Subtipos de linfócitos T na pitiríase rósea*

Subsets of T lymphocytes in the lesional skin of pityriasis rosea*


Shuqin Wang1,2; Liying Fu3; Wenhui Du1; Jun Hu2; Yongsheng Zha2; Peiguang Wang1

1. Departamento de Dermatologia, 1st Affiliated Hospital, Anhui Medical University, Hefei, China
2. Departamento de Dermatologia, the Anqing Municipal Hospital, Anqing, China
3. Departamento de Dermatologia, People’s Hospital of Zhengzhou, Zhengzhou, China

Recebido 31 Julho 2017.
Aceito 30 Dezembro 2017.
Suporte Financeiro: Nenhum
Conflito de Interesses: Nenhum
Como citar este artigo: Wang S, Fu L, Du W, Hu J, Zha Y, Wang P. Subsets of T lymphocytes in the lesional skin of pityriasis rosea.

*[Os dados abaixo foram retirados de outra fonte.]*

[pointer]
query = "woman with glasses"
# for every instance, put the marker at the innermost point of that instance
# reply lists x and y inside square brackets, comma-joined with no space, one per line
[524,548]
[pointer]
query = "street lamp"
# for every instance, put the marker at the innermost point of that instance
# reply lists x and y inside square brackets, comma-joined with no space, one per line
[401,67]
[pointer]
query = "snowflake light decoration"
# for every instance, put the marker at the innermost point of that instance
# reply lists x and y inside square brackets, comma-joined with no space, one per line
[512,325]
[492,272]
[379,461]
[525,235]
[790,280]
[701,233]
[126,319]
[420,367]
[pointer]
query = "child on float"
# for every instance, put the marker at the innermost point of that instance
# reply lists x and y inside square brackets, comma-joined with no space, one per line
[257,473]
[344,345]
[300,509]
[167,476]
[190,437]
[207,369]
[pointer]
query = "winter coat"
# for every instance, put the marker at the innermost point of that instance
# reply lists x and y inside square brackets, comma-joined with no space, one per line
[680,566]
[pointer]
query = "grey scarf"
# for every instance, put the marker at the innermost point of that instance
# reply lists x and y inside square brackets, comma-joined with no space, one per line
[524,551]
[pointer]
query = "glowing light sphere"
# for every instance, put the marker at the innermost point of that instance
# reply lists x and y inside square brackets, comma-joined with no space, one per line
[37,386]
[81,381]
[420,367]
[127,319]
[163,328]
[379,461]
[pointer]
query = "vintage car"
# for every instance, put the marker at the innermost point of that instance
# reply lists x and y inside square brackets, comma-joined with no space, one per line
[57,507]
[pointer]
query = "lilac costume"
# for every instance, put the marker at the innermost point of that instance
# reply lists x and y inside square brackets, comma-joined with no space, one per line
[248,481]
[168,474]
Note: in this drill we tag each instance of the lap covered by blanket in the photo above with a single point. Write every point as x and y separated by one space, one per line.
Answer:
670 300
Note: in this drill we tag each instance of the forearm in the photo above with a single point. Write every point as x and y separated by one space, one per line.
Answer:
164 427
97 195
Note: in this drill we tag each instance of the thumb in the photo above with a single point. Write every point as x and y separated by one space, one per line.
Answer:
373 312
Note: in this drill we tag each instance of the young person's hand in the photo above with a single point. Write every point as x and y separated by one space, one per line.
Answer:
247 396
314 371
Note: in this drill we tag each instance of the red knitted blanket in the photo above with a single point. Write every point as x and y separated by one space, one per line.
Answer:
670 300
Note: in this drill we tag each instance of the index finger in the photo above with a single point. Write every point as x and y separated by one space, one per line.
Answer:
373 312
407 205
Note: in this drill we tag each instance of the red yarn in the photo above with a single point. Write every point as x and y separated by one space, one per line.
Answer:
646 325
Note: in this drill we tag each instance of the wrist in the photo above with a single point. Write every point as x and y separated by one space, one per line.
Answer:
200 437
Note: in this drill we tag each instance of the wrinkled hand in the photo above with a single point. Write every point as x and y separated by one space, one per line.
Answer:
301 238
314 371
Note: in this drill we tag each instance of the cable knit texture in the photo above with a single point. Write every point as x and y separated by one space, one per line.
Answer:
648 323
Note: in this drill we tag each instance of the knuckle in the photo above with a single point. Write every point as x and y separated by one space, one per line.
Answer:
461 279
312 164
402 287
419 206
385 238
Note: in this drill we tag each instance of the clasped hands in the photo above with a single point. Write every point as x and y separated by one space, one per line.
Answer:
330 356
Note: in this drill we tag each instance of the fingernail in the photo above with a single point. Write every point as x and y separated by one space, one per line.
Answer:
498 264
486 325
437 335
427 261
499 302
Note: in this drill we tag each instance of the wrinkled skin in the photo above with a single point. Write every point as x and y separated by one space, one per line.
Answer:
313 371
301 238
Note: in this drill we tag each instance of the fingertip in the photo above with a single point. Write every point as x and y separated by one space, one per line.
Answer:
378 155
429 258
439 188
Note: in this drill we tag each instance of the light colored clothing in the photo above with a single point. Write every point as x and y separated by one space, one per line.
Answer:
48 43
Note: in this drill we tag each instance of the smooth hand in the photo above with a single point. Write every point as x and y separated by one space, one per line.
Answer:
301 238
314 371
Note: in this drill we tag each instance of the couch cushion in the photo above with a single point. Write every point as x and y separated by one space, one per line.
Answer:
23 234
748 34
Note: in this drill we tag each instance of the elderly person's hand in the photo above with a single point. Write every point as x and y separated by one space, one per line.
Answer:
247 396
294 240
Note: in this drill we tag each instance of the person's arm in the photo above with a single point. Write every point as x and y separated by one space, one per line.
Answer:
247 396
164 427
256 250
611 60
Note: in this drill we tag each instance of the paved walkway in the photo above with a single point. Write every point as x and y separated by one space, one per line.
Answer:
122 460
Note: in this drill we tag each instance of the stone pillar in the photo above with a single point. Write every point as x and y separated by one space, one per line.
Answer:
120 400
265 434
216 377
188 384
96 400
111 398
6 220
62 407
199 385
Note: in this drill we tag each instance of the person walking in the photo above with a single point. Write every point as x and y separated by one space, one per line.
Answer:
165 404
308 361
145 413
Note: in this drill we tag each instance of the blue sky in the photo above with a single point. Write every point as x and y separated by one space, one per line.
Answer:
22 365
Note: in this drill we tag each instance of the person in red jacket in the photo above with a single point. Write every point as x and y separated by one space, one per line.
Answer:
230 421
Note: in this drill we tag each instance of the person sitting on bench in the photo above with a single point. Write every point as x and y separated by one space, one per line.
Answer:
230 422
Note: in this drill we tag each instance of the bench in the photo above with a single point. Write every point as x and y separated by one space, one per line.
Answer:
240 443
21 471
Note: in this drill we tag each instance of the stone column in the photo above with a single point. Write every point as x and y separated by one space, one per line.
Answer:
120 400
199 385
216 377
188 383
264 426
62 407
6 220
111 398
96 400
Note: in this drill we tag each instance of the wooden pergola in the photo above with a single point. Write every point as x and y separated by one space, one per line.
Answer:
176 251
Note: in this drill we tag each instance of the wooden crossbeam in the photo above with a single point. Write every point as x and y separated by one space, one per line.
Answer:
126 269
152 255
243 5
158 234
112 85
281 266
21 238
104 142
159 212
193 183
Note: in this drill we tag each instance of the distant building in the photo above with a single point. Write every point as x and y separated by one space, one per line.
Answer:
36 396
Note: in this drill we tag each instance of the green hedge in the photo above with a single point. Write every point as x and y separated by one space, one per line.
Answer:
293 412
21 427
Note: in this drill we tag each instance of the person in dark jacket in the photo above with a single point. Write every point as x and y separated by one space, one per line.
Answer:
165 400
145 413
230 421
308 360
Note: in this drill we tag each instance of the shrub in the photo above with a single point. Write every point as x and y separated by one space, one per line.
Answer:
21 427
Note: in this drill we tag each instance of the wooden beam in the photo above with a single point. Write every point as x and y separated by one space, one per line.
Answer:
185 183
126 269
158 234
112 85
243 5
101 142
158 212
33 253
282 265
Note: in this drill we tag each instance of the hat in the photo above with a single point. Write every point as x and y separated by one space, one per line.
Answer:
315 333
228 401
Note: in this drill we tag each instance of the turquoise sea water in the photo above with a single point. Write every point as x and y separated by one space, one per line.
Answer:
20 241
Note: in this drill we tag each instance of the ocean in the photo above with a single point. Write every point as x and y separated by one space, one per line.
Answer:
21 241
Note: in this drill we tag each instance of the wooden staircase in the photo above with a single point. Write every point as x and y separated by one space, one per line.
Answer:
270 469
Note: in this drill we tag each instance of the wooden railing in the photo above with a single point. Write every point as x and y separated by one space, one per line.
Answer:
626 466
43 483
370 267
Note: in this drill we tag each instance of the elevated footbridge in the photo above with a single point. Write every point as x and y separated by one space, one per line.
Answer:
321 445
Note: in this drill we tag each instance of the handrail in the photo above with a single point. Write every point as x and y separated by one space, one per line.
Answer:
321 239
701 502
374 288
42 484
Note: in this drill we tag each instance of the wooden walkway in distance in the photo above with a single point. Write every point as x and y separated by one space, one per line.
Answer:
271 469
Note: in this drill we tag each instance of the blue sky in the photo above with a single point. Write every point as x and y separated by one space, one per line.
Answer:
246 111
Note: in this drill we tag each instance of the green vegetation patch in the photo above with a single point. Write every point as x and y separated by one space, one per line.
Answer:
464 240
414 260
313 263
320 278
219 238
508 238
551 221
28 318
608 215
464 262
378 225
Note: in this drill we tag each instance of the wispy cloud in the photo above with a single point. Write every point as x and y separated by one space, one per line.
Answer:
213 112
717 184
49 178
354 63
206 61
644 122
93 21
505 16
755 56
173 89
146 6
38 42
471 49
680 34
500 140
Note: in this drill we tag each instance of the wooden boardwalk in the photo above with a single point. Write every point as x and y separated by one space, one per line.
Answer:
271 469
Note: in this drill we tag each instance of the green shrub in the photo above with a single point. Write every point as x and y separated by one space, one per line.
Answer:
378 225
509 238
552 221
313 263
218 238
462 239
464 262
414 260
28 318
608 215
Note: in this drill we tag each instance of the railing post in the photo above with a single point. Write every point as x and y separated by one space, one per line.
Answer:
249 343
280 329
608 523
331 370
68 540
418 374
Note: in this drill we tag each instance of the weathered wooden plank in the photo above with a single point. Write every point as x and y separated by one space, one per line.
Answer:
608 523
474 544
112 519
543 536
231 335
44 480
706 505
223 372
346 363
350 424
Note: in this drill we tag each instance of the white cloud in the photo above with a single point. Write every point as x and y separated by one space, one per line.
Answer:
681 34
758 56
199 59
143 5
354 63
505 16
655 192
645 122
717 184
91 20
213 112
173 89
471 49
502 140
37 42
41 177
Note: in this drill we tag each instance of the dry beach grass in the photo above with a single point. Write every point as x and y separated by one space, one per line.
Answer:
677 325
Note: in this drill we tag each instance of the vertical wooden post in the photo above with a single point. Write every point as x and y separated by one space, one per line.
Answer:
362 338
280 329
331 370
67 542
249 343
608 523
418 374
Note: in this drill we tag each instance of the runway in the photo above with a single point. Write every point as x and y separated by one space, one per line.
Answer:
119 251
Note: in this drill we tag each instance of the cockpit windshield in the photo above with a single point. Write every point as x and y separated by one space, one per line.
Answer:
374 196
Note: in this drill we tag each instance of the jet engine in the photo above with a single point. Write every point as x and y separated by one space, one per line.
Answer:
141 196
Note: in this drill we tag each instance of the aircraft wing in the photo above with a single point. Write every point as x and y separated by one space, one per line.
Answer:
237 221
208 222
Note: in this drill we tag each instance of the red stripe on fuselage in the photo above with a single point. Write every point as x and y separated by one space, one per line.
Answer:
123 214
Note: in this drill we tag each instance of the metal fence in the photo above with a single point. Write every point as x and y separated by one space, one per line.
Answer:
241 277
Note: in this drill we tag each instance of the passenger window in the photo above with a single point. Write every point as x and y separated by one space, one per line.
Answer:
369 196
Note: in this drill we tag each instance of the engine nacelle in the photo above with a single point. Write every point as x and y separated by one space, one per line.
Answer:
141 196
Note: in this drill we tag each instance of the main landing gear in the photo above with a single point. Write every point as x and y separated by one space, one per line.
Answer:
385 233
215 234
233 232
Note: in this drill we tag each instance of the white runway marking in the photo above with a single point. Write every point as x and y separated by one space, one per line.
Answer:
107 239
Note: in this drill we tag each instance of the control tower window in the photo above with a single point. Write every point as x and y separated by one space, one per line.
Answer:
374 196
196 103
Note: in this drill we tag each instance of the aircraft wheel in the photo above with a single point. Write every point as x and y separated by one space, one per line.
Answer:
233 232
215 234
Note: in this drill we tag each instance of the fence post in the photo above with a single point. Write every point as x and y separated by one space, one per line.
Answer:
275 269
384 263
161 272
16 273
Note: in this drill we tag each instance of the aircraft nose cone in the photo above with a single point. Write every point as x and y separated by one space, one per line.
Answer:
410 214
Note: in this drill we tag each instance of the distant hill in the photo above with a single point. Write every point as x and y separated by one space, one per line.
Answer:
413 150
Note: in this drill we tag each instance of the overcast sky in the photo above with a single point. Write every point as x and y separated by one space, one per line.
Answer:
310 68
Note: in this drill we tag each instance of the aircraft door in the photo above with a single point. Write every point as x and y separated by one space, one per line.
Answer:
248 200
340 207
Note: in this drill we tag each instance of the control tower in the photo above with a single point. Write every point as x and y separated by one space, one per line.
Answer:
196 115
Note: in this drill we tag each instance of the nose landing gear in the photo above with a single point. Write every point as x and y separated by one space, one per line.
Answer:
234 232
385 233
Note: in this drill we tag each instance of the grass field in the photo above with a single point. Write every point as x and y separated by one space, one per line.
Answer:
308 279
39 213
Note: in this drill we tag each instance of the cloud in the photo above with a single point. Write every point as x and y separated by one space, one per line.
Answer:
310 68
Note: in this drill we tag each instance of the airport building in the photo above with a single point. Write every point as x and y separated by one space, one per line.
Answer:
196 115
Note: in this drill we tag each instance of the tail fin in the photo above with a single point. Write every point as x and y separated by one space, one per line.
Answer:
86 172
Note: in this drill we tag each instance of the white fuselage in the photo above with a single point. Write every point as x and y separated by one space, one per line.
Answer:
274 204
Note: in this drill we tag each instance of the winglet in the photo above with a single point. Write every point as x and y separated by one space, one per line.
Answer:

An Bras Dermatol. 2019;94(1):52-5.

Correspondência:

Peiguang Wang
E-mail: wpg2370@163.com

 

Resumo

FUNDAMENTOS: A pitiríase rósea é uma doença pápulo-escamosa comum. Entretanto, sua etiologia e patogênese ainda não estão esclarecidas.
OBJETIVOS: Investigar os tipos de células inflamatórias na pitiríase rósea e verificar se a imunidade mediada por células T está envolvida na patogênese da PR.
MÉTODOS: Foram biopsiados 35 pacientes diagnosticados com pitiríase rósea. As amostras foram submetidas a procedimentos de imuno-histoquímica de rotina, utilizando-se anticorpos monoclonais dirigidos contra CD3, CD4, CD8, CD20 e CD45RO e anticorpos de cabra anti-humanos marcados com peroxidade. As amostras positivas foram classificadas de acordo com a proporção e intensidade da marcação das células inflamatórias positivas.
RESULTADOS: A pontuação média de marcação positiva para CD3, CD4, CD8 e CD45RO foi, respectivamente, 3,74±3,88, 5,67±4,40, 2,94±3,42 e 7,68±4,33 nestes pacientes com pitiríase rósea (p<0,001). O percentual de marcação positiva foi 54,29% (19/35), 69,7% (23/33), 40% (14/35) e 79,41% (27/34) (p<0,05). No entanto, a marcação para CD20 foi negativa em todas as amostras. A pontuação média da marcação para CD3 em pacientes com tempo de remissão ≤60 dias (4,90±4,21) foi maior do que a dos pacientes com tempo de remissão >60 dias (2,00±2,5) (p<0,05), enquanto que não foi observada diferença estatisticamente significativa nas pontuações médias de CD4, CD8 e CD45RO.
LIMITAÇÕES DO ESTUDO: O tamanho da amostra e o anticorpo monoclonal selecionado são limitados, por isso os resultados refletem somente parte da imunidade celular na patogênese da pitiríase rósea.
CONCLUSÃO: Estes achados confirmam uma imunidade predominantemente mediada por células T no desenvolvimento da pitiríase rósea.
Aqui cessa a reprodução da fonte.